So I actually started my genuine owner builder journey at the end of last year. I finally got approval for finance in late November last year. I booked frames which were meant to show up in January, but the hit and miss promises of the frame supplier meant the frames were here mid-September. In the meantime, I took time off and put down the screw piers, concrete and bearers, joists and flooring. The weather delay took its toll, but none the less ready for frames when they arrived.
Now when you go for the loan you set out your milestones in which you can draw down on your loan. I had the luxury of having enough cash to fund up to this point. Probably enough left for the roof after frames stood (currently underway). So it's been, 10 months since loan approval and contracts signed with bank. 
The funny part is me and the manager started to talk about getting the receipts together to present to the bank to make the first of the 2 progress payments or draw downs.
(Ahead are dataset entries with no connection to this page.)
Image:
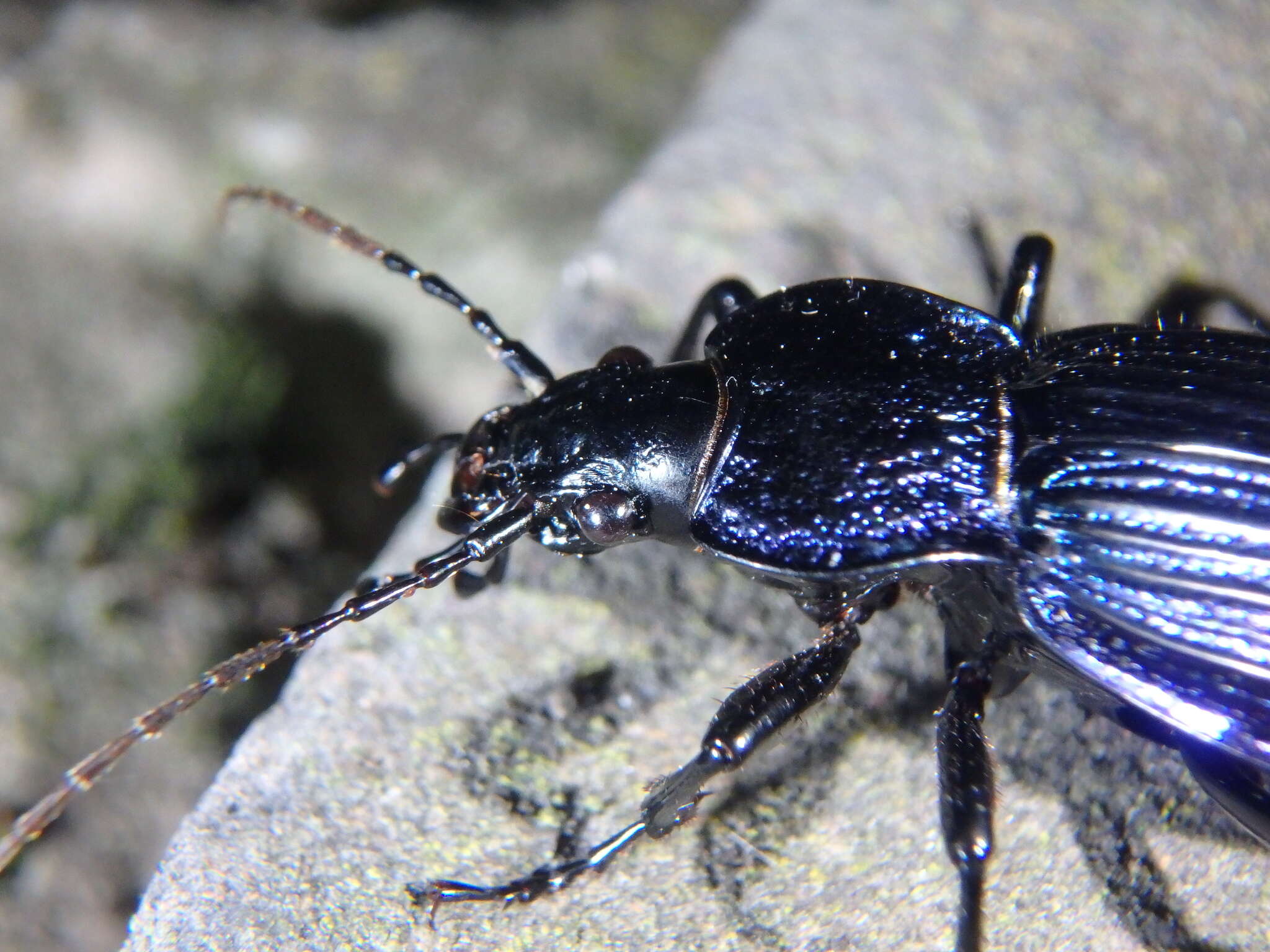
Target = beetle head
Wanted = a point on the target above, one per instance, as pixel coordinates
(609, 455)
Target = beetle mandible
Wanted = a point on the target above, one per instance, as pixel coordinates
(1070, 500)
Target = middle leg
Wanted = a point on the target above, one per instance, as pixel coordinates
(746, 719)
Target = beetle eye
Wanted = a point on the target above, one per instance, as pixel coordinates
(609, 517)
(469, 470)
(626, 355)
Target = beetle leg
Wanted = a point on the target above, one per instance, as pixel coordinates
(966, 783)
(721, 300)
(1023, 298)
(748, 716)
(1181, 306)
(469, 583)
(422, 457)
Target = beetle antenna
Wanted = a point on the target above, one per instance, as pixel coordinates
(530, 371)
(491, 537)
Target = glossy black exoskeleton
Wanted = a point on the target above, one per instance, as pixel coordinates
(1094, 505)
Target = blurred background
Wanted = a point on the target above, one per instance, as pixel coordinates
(192, 416)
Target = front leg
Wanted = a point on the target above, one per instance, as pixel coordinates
(746, 719)
(966, 783)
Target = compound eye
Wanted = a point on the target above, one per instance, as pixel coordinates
(469, 471)
(628, 355)
(609, 517)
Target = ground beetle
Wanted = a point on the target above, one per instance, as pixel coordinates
(1094, 505)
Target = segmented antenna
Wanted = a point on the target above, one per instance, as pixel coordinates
(530, 371)
(486, 541)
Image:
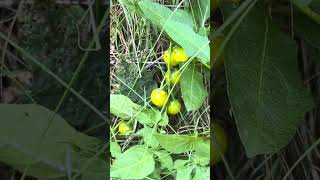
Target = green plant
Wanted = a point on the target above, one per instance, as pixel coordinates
(159, 97)
(163, 151)
(174, 107)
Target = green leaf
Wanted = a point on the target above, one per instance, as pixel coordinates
(179, 163)
(115, 149)
(184, 173)
(192, 88)
(306, 28)
(177, 143)
(164, 120)
(157, 12)
(202, 173)
(189, 40)
(122, 106)
(201, 10)
(149, 116)
(266, 93)
(202, 151)
(21, 143)
(135, 163)
(148, 136)
(165, 159)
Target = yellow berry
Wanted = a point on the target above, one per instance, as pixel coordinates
(179, 55)
(167, 57)
(159, 97)
(124, 128)
(174, 77)
(174, 107)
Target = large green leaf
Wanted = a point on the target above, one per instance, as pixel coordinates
(192, 88)
(306, 28)
(266, 93)
(192, 42)
(179, 26)
(135, 163)
(201, 10)
(21, 130)
(177, 143)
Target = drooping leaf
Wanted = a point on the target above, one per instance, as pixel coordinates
(21, 143)
(135, 163)
(266, 93)
(192, 88)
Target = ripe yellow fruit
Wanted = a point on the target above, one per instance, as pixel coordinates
(179, 55)
(174, 77)
(221, 140)
(124, 128)
(174, 107)
(159, 97)
(167, 57)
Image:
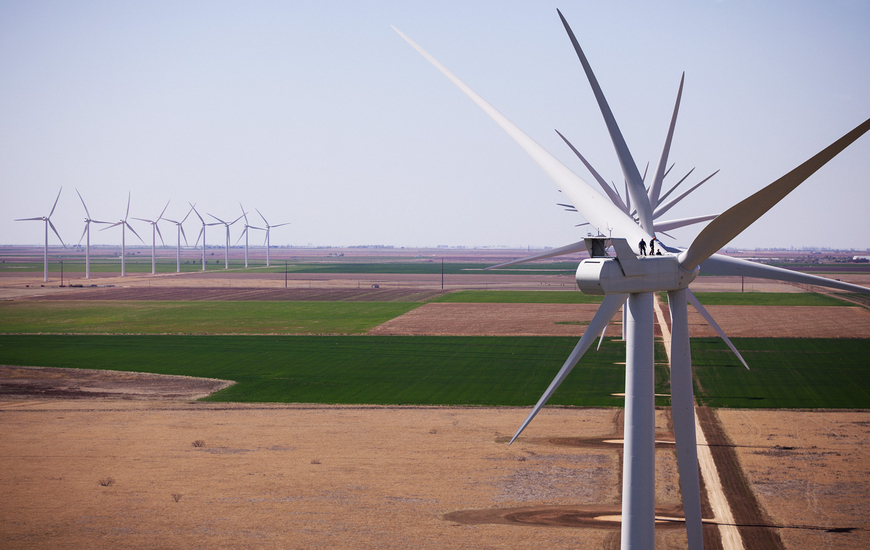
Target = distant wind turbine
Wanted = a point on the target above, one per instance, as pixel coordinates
(87, 231)
(268, 231)
(155, 231)
(124, 225)
(227, 249)
(47, 220)
(245, 233)
(180, 231)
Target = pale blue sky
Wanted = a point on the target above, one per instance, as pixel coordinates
(319, 114)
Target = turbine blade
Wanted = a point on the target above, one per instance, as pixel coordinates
(683, 416)
(88, 214)
(614, 197)
(56, 233)
(579, 246)
(709, 318)
(55, 202)
(609, 306)
(629, 167)
(682, 222)
(737, 218)
(659, 211)
(717, 264)
(656, 186)
(592, 205)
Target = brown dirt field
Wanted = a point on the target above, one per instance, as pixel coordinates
(125, 474)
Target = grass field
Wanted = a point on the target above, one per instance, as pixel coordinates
(136, 317)
(766, 299)
(786, 373)
(350, 369)
(519, 297)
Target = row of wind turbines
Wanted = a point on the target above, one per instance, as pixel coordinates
(155, 232)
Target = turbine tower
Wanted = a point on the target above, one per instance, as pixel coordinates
(631, 278)
(155, 231)
(87, 231)
(124, 225)
(180, 232)
(47, 220)
(268, 230)
(245, 234)
(227, 248)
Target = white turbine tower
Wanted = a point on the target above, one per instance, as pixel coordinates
(245, 233)
(155, 231)
(268, 231)
(628, 278)
(179, 226)
(124, 225)
(227, 248)
(87, 231)
(47, 220)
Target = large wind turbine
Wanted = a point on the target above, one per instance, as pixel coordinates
(632, 279)
(227, 248)
(179, 226)
(124, 225)
(245, 234)
(155, 231)
(47, 220)
(87, 231)
(268, 231)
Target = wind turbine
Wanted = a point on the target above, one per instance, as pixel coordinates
(180, 232)
(227, 249)
(124, 225)
(245, 235)
(155, 231)
(87, 231)
(47, 220)
(268, 230)
(632, 279)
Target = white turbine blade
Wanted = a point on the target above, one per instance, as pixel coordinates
(718, 264)
(56, 233)
(629, 167)
(591, 204)
(683, 417)
(261, 214)
(157, 227)
(614, 197)
(682, 222)
(674, 188)
(659, 211)
(656, 186)
(609, 306)
(737, 218)
(710, 321)
(55, 202)
(134, 231)
(88, 214)
(579, 246)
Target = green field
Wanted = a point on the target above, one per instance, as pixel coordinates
(786, 373)
(349, 369)
(520, 297)
(141, 317)
(766, 299)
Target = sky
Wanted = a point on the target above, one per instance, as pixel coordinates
(320, 115)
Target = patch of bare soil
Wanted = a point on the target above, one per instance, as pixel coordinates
(809, 470)
(37, 382)
(496, 320)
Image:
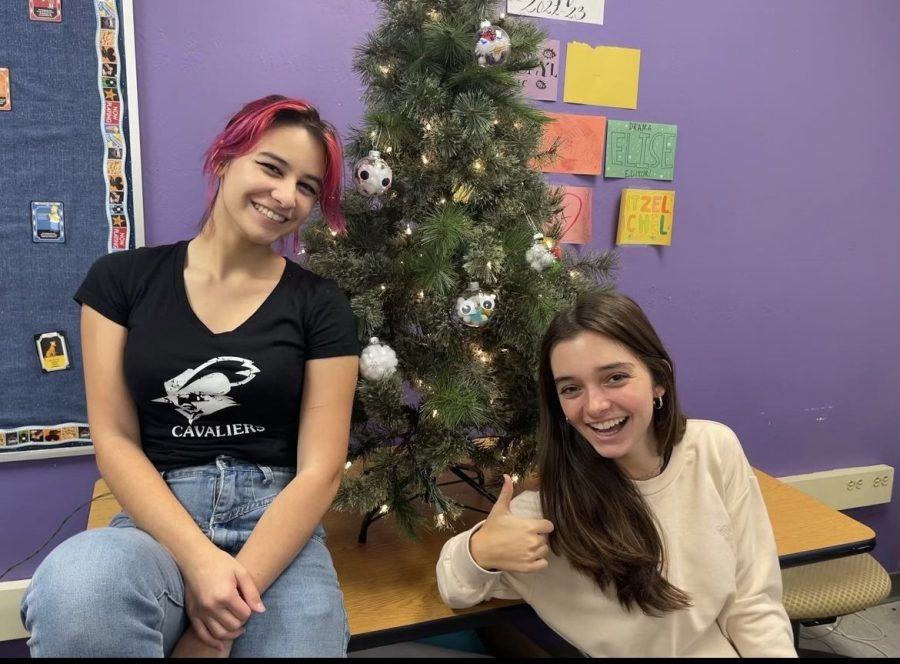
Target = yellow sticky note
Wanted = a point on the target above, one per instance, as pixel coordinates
(602, 75)
(646, 216)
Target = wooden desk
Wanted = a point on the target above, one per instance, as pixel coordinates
(389, 583)
(807, 530)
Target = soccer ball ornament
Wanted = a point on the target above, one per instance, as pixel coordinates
(377, 361)
(543, 254)
(475, 306)
(371, 175)
(493, 45)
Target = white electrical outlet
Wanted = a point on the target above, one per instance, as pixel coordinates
(845, 488)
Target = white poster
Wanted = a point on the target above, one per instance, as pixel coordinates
(580, 11)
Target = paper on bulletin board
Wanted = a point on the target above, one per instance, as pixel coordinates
(575, 219)
(646, 216)
(542, 82)
(602, 75)
(581, 147)
(582, 11)
(640, 150)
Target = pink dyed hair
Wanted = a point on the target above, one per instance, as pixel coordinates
(247, 126)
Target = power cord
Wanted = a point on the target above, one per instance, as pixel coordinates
(837, 630)
(55, 532)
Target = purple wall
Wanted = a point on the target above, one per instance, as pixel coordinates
(778, 298)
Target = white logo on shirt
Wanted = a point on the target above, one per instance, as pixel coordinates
(198, 392)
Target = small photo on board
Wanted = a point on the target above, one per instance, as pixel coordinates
(53, 352)
(47, 222)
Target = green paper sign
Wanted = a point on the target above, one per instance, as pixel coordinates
(644, 150)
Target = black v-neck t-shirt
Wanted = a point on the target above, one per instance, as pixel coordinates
(199, 394)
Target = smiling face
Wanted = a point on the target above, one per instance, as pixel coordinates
(607, 393)
(269, 192)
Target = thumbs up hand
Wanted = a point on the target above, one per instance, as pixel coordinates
(509, 543)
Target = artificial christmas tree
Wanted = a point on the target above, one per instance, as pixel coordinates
(461, 210)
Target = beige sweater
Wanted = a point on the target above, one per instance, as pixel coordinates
(720, 550)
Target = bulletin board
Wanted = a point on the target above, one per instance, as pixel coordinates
(69, 193)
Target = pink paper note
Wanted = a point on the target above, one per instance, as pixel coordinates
(575, 218)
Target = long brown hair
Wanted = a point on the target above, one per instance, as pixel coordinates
(603, 526)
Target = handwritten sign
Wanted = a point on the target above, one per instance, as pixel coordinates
(602, 75)
(542, 82)
(640, 150)
(581, 143)
(580, 11)
(575, 219)
(646, 216)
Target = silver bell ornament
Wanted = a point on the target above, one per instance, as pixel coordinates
(493, 45)
(543, 254)
(474, 307)
(377, 360)
(371, 175)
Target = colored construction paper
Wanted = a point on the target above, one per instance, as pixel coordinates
(646, 216)
(640, 150)
(602, 75)
(581, 147)
(542, 82)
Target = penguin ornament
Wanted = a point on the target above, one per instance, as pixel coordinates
(475, 306)
(372, 176)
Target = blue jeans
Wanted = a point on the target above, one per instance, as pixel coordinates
(117, 592)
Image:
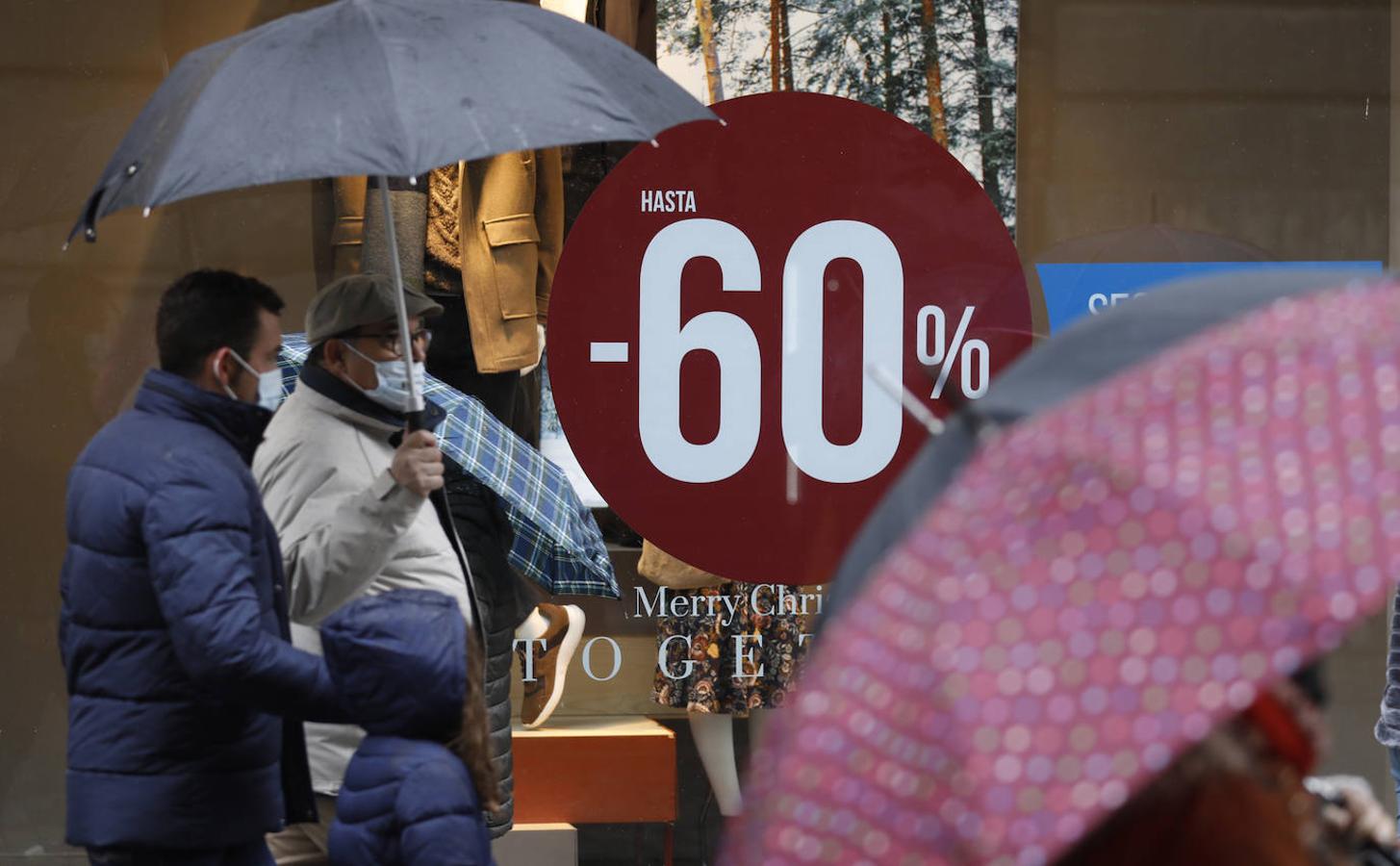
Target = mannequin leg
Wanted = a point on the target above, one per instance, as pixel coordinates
(532, 627)
(714, 740)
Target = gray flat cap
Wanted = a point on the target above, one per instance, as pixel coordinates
(356, 301)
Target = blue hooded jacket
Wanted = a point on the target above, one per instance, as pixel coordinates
(399, 660)
(174, 634)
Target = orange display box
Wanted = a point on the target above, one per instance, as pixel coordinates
(569, 771)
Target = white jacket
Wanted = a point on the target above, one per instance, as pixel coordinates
(346, 529)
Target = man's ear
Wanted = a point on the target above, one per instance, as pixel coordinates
(217, 367)
(334, 354)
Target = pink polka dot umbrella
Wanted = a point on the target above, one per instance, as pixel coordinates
(1104, 585)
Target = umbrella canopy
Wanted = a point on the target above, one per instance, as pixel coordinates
(1081, 357)
(382, 87)
(556, 540)
(1099, 588)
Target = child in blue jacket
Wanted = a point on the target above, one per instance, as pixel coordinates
(419, 785)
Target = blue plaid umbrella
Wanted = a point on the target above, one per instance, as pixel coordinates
(557, 543)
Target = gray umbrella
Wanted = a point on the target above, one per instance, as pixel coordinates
(382, 87)
(1082, 356)
(387, 89)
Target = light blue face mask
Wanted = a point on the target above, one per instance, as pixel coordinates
(393, 391)
(269, 385)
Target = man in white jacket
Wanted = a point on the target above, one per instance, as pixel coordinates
(350, 499)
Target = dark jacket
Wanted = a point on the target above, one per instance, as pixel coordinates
(399, 659)
(174, 634)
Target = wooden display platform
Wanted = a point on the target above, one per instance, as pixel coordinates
(597, 770)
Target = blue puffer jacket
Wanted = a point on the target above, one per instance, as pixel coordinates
(174, 634)
(399, 659)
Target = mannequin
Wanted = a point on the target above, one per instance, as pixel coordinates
(734, 658)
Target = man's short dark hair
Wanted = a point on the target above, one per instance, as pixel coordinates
(205, 311)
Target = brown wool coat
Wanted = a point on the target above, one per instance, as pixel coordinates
(514, 205)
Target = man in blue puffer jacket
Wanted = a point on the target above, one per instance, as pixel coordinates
(174, 620)
(408, 799)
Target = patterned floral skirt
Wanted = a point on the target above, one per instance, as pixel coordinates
(737, 650)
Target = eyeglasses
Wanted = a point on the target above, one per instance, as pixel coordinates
(391, 343)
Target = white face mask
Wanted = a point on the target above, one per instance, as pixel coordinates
(269, 385)
(393, 391)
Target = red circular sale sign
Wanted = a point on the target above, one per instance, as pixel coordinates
(737, 311)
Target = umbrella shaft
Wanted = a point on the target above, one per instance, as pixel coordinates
(405, 338)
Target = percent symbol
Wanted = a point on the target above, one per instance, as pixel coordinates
(941, 353)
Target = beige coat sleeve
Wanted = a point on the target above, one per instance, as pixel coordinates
(336, 533)
(549, 218)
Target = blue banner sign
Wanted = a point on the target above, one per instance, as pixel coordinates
(1083, 290)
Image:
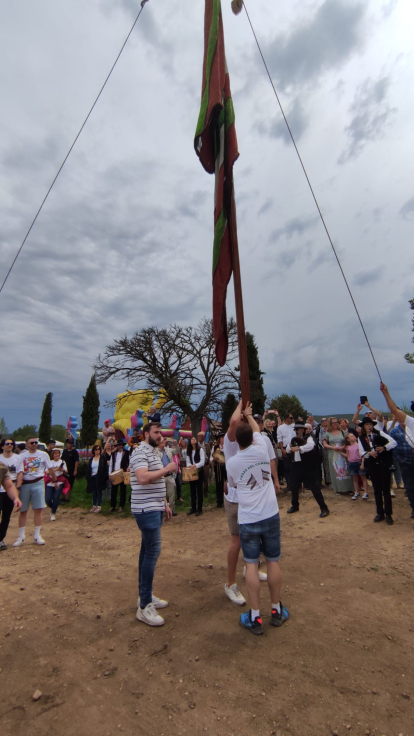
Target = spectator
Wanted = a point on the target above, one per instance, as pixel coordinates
(196, 459)
(356, 466)
(70, 457)
(118, 460)
(8, 458)
(334, 441)
(31, 469)
(7, 490)
(375, 447)
(166, 456)
(54, 488)
(153, 416)
(204, 473)
(148, 504)
(97, 476)
(219, 466)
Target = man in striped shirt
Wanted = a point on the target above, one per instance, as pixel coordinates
(148, 504)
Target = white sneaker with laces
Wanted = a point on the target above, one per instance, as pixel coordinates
(148, 615)
(234, 594)
(157, 602)
(262, 575)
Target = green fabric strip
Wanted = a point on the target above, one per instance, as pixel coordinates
(212, 46)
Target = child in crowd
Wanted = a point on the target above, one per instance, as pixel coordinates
(356, 466)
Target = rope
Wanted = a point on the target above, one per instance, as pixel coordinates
(143, 3)
(312, 191)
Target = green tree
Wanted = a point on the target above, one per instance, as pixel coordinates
(286, 404)
(45, 425)
(90, 414)
(58, 432)
(22, 433)
(410, 356)
(229, 405)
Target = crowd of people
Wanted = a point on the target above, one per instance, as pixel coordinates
(250, 462)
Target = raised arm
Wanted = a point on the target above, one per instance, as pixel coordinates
(398, 413)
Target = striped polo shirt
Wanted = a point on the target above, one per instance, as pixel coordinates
(150, 497)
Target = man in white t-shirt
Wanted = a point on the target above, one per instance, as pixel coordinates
(31, 467)
(230, 448)
(249, 472)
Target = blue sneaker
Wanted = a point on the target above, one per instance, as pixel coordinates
(277, 618)
(254, 626)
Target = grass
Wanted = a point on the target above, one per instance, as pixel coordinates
(81, 499)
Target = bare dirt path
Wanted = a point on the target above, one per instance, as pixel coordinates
(343, 663)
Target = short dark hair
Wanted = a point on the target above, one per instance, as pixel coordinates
(146, 428)
(244, 435)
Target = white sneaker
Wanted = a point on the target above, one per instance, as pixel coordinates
(262, 575)
(148, 615)
(234, 594)
(156, 602)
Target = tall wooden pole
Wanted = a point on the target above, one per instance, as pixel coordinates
(238, 296)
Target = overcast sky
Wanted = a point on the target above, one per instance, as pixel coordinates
(125, 239)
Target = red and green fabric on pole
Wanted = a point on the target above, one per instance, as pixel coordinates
(216, 146)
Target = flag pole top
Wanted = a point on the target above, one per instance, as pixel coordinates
(236, 6)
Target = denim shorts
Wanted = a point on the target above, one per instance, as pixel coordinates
(33, 493)
(261, 537)
(355, 469)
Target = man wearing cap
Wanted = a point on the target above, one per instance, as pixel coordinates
(305, 469)
(118, 460)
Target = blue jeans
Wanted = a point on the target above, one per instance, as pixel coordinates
(150, 525)
(52, 497)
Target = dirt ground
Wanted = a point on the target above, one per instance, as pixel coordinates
(342, 664)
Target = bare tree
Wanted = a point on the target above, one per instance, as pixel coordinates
(179, 360)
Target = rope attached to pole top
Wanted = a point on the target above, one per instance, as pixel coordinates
(237, 6)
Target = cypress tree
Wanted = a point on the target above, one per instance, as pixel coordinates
(45, 426)
(229, 406)
(90, 414)
(257, 394)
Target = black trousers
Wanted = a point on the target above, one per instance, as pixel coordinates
(381, 480)
(6, 509)
(300, 474)
(122, 495)
(197, 492)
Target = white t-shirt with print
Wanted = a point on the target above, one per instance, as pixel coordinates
(11, 463)
(409, 430)
(33, 465)
(249, 472)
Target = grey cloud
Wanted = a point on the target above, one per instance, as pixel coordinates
(407, 210)
(296, 226)
(369, 276)
(297, 122)
(371, 114)
(321, 42)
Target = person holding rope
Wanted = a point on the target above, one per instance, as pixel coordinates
(375, 449)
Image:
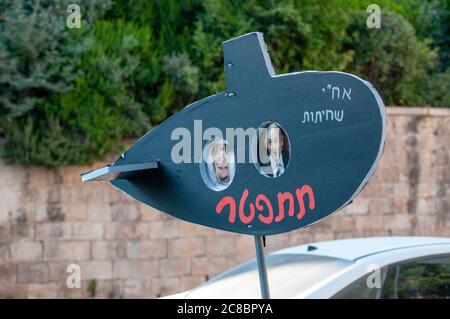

So we put that out there.
Somebody was listening, the bank rang us tuesday and said........
Your loan contract has expired, you must reapply. 
How the heck does that happen. I can't find a date on the contract. It only says we must have started construction in 6 months from signing. 
I am LIVID.

----------


## johnc

Would suggest your talk to the manager or loan officer at your nearest branch, sometimes they can sort these speed humps out.

----------


## r3nov8or

So, you started construction within 6 months of signing?

----------


## manofaus

Yes I did. Screw piers end of January. Yes I know 9 months and only just got the frames up.

----------